In [2]:
# Importing data
import pandas as pd

file_id = '1DP3G49DWVUaRBkn7wssPi6CfY1pTmTQP'
url = f'https://drive.google.com/uc?id={file_id}'

df = pd.read_csv(url)

In [3]:
# Getting original data
df = pd.read_csv(url)

# Assigning data split
y = df['Borg']
X = df.drop('Borg', axis = 1)

# Train Test Split
from sklearn.model_selection import train_test_split

# Splitting with test_size = 30%
X_train, X_test, y_train, y_test = train_test_split(X, y, test_size=0.3, random_state=42)

In [4]:
# Imports
from sklearn.ensemble import GradientBoostingRegressor
from sklearn.metrics import mean_squared_error
from sklearn.feature_selection import SelectFromModel
from sklearn.pipeline import Pipeline




In [5]:
# Initializing and Training a Regressor for SelectFromModel
gbr = GradientBoostingRegressor()
gbr.fit(X_train, y_train)


# Creating pipeline with Feature Selection
regressor_model = Pipeline([
    ('feature_sel', SelectFromModel(gbr)),
    ('regressor', GradientBoostingRegressor())
])

# Parameter grid
params_grid = {

    # Feature Selection Parameter
    'feature_sel__threshold' : ["mean", "median"], # out of 3 runs, we choose mean

    # Regressor Parameter
    'regressor__n_estimators' : [100, 200], # High = better accuracy but overfits
    'regressor__max_features' : [0.5, 0.1], # 0.5, 'sqrt', 'log2', 0.1, 
    'regressor__min_samples_leaf' : [10, 30], # 10
    'regressor__max_depth' : [8, 30], # 8
    'regressor__subsample' : [0.7, 0.8], # 0.8
    'regressor__min_samples_split' : [20, 30]
}

In [6]:
from sklearn.model_selection import GridSearchCV

gbr_CV = GridSearchCV(regressor_model, params_grid, cv = 3, n_jobs = 3, scoring = 'neg_mean_squared_error')



In [7]:
# Fitting into training data
gbr_CV.fit(X_train, y_train)

# Printing Scores
print('The best GridScore is', gbr_CV.best_score_)
print('The best parameters are', gbr_CV.best_params_)

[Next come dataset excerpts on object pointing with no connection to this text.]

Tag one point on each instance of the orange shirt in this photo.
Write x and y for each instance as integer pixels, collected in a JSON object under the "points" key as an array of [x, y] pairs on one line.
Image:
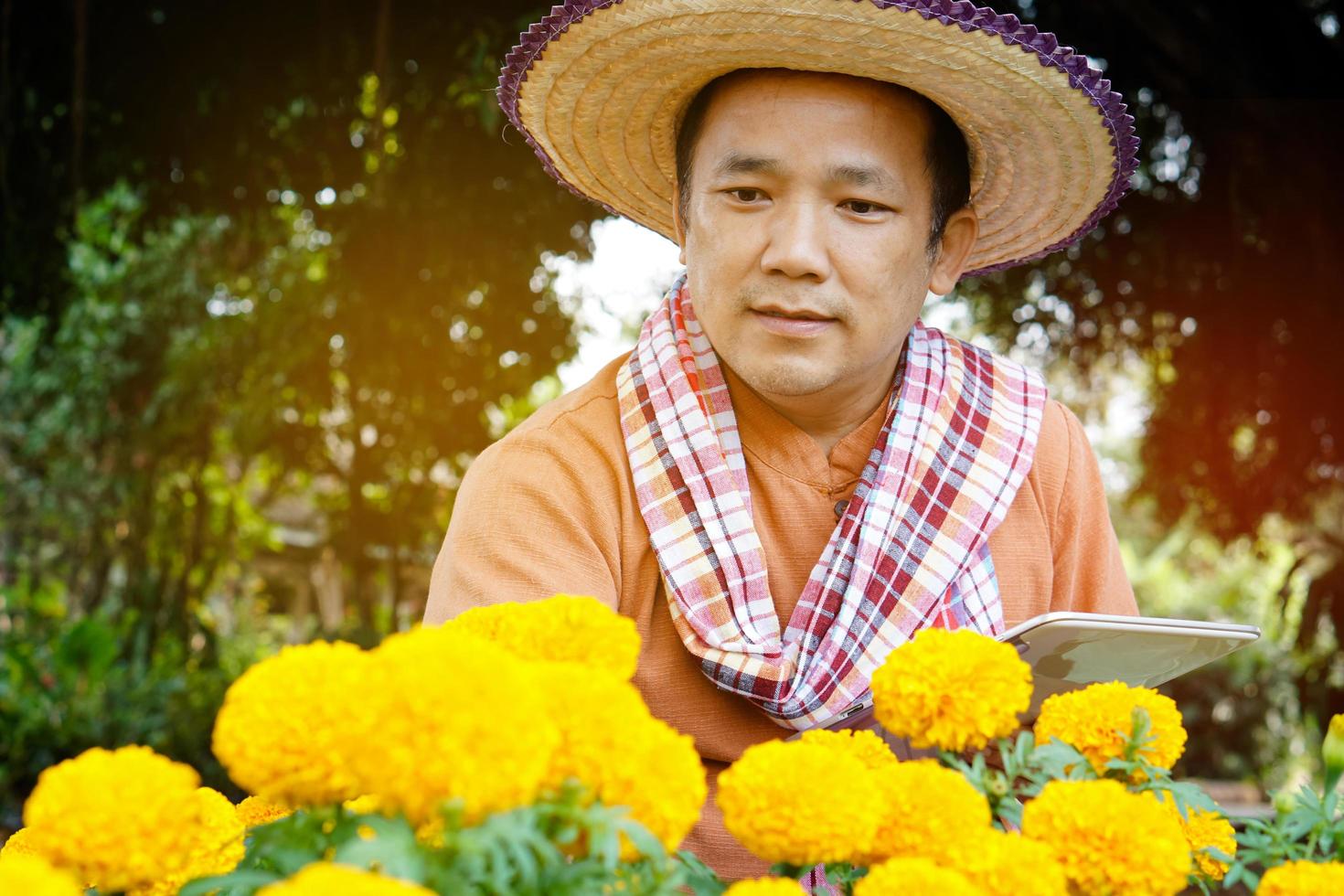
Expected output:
{"points": [[551, 508]]}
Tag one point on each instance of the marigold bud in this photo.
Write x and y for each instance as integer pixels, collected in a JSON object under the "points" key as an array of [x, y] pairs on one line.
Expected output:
{"points": [[1332, 752]]}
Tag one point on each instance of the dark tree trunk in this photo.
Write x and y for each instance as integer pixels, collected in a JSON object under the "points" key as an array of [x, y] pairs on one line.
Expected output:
{"points": [[77, 105]]}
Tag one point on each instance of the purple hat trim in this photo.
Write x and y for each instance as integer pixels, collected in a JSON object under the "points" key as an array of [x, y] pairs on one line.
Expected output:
{"points": [[958, 12]]}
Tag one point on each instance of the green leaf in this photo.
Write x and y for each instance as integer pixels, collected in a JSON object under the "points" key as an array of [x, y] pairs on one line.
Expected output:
{"points": [[698, 876], [233, 884]]}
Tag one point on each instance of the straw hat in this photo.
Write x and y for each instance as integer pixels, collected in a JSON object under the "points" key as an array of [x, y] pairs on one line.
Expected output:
{"points": [[598, 89]]}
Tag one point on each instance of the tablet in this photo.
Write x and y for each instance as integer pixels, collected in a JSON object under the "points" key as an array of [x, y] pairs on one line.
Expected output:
{"points": [[1070, 650]]}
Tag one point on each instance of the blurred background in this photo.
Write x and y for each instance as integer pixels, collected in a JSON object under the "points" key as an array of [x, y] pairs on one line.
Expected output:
{"points": [[272, 274]]}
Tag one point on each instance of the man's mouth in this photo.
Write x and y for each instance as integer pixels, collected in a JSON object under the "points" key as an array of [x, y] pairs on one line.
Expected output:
{"points": [[794, 323], [792, 315]]}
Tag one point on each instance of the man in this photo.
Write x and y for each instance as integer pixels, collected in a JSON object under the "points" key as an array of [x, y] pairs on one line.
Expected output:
{"points": [[791, 475]]}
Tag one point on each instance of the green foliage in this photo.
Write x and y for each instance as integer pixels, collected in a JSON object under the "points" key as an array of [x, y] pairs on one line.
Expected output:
{"points": [[560, 845], [1312, 829], [69, 684]]}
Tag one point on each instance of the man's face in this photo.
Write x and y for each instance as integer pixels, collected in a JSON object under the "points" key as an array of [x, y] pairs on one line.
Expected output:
{"points": [[806, 229]]}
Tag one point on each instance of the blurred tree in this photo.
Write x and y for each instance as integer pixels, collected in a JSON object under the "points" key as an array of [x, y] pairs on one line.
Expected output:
{"points": [[369, 295], [1221, 272]]}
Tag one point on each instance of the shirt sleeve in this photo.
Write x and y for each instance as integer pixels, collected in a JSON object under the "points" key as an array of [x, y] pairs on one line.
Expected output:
{"points": [[527, 523], [1089, 571]]}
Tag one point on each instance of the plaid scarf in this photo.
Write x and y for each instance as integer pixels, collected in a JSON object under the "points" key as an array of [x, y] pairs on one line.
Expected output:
{"points": [[910, 549]]}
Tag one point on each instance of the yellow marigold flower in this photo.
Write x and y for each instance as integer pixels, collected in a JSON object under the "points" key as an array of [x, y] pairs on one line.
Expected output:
{"points": [[119, 818], [560, 629], [1011, 865], [952, 689], [285, 726], [921, 804], [1332, 752], [1098, 720], [910, 876], [449, 716], [1303, 879], [608, 741], [795, 802], [765, 887], [19, 844], [218, 848], [864, 746], [659, 775], [325, 879], [1204, 830], [33, 875], [1110, 841], [256, 812]]}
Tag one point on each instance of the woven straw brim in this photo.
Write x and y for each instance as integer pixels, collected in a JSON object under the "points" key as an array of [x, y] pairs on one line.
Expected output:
{"points": [[598, 89]]}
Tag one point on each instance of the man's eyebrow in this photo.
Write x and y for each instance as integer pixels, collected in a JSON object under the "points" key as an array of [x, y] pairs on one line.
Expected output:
{"points": [[737, 163], [860, 176]]}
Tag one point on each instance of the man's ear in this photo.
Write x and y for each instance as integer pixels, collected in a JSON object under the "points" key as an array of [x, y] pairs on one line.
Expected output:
{"points": [[677, 225], [958, 237]]}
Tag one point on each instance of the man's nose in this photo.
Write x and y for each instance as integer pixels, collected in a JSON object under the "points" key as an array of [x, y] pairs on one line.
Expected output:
{"points": [[798, 242]]}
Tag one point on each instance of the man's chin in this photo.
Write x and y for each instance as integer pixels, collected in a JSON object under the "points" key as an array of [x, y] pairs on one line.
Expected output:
{"points": [[786, 380]]}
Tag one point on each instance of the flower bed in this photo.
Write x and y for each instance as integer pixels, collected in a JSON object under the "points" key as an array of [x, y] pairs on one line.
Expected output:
{"points": [[508, 752]]}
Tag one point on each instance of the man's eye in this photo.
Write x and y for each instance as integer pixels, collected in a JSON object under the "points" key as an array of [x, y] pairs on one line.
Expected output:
{"points": [[860, 208]]}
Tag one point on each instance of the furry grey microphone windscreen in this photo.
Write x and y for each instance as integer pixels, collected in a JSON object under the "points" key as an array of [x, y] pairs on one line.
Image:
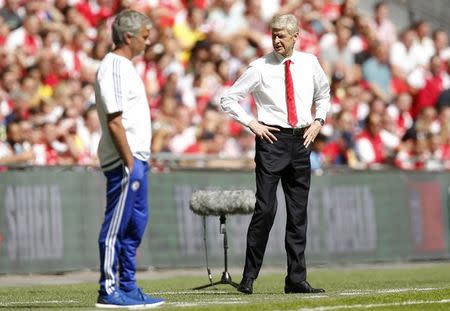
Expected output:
{"points": [[222, 202]]}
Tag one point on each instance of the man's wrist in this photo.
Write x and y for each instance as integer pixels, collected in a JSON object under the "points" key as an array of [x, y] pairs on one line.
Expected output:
{"points": [[320, 120]]}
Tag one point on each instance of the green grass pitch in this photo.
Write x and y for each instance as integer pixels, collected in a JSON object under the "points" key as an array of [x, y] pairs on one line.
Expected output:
{"points": [[393, 287]]}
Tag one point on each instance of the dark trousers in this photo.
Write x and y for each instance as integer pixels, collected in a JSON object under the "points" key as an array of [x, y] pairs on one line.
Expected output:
{"points": [[286, 159]]}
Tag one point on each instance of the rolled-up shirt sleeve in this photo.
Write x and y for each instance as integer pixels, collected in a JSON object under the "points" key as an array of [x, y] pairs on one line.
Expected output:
{"points": [[229, 101], [321, 91]]}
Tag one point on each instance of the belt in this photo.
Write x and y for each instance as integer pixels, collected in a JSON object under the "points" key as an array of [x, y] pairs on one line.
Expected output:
{"points": [[295, 131]]}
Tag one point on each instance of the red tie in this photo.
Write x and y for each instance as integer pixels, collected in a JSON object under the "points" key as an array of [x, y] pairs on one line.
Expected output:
{"points": [[290, 100]]}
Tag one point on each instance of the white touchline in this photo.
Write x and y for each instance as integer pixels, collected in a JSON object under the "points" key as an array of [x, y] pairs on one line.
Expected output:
{"points": [[189, 292], [203, 303], [377, 305], [18, 303], [388, 291]]}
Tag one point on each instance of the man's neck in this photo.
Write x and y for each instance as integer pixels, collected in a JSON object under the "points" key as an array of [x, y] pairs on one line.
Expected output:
{"points": [[123, 51]]}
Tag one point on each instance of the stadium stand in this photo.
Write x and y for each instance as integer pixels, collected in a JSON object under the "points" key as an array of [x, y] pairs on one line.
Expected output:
{"points": [[390, 86]]}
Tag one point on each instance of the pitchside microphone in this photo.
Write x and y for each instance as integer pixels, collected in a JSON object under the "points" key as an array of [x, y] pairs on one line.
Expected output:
{"points": [[222, 202]]}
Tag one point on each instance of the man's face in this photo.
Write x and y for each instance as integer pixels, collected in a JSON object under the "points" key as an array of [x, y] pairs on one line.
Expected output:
{"points": [[283, 42], [139, 42]]}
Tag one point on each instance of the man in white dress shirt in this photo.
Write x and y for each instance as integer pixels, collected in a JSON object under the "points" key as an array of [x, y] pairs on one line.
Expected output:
{"points": [[285, 83], [124, 151]]}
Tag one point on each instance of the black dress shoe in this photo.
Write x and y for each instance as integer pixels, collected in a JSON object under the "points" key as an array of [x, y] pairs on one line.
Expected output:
{"points": [[302, 288], [246, 286]]}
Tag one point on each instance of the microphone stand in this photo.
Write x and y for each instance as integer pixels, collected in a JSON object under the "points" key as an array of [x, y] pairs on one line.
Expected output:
{"points": [[226, 277]]}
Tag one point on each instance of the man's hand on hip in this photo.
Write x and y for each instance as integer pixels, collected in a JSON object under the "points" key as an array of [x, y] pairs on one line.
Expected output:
{"points": [[311, 133], [263, 131]]}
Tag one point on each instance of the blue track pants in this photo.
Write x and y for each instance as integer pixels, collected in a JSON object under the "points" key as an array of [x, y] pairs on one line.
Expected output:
{"points": [[124, 224]]}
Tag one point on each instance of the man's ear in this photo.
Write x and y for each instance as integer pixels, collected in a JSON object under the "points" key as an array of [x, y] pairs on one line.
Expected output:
{"points": [[127, 38]]}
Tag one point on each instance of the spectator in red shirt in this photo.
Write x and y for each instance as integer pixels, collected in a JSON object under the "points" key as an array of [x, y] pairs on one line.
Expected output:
{"points": [[369, 145]]}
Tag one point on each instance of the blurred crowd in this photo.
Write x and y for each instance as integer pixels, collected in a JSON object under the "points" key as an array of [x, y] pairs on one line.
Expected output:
{"points": [[390, 87]]}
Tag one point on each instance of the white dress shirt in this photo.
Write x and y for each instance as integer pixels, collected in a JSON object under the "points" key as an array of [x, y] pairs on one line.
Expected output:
{"points": [[118, 87], [264, 78]]}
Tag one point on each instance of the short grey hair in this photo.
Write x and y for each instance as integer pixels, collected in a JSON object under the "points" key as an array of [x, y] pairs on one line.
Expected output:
{"points": [[285, 21], [127, 21]]}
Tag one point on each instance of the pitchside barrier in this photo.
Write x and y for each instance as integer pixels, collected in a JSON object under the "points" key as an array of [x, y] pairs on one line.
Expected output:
{"points": [[50, 218]]}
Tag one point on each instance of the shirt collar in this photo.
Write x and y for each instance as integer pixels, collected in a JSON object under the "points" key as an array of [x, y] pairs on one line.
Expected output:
{"points": [[281, 59]]}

# Retraining model with best parameters
regressor_model.set_params(**gbr_CV.best_params_)
regressor_model.fit(X_train, y_train)

# Getting predictions 
y_pred = regressor_model.predict(X_test)

The best GridScore is -2.5025215173260253
The best parameters are {'feature_sel__threshold': 'mean', 'regressor__max_depth': 30, 'regressor__max_features': 0.5, 'regressor__min_samples_leaf': 30, 'regressor__min_samples_split': 20, 'regressor__n_estimators': 200, 'regressor__subsample': 0.8}


In [None]:
# Getting Metrics
training_score = regressor_model.score(X_train, y_train)
testing_score = regressor_model.score(X_test, y_test)
meanSquaredError = mean_squared_error(y_test, y_pred)

print("Training Score is ", training_score)
print("Testing Score is,", testing_score)
print("Mean Squared Error is", meanSquaredError)

# 300 minutes

### Gradient Boosting Regressor (GBR)
Gradient Boosting Regressor (GBR) is a type of ensemble machine learning technique. Ensemble learning combines multiple machine learning model to produce better accuracies compared to a single model. GBR uses multiple decision trees where each new tree is trained to reduce the remaining error via residual errors.

### Brief Introduction
In our parameters, n_estimator is the number of tree we add into the model. We start of with 50 to 150 n_estimators. Increasing the number of trees only slightly increases accuracy. We set it at 200 is where we see the largest jump in accuracy. The training score is especially high followed with a lower testing score. The rest of the parameter now serves to reduce overfitting.

### Feature Selection
The implementation of feature selection, SelectFromModel(), serves to reduce dimensionalty by selecting features by scores from a pre-trained model and compares it to the threshold specified. 

### Hyperparameter Tuning
The parameters chosen serve to increase accuracy. Although overfitting is an obvious issue here,

### GridSearch
We then perform a grid search with cross validation of 3 because of our huge dataset and it reduces computation time.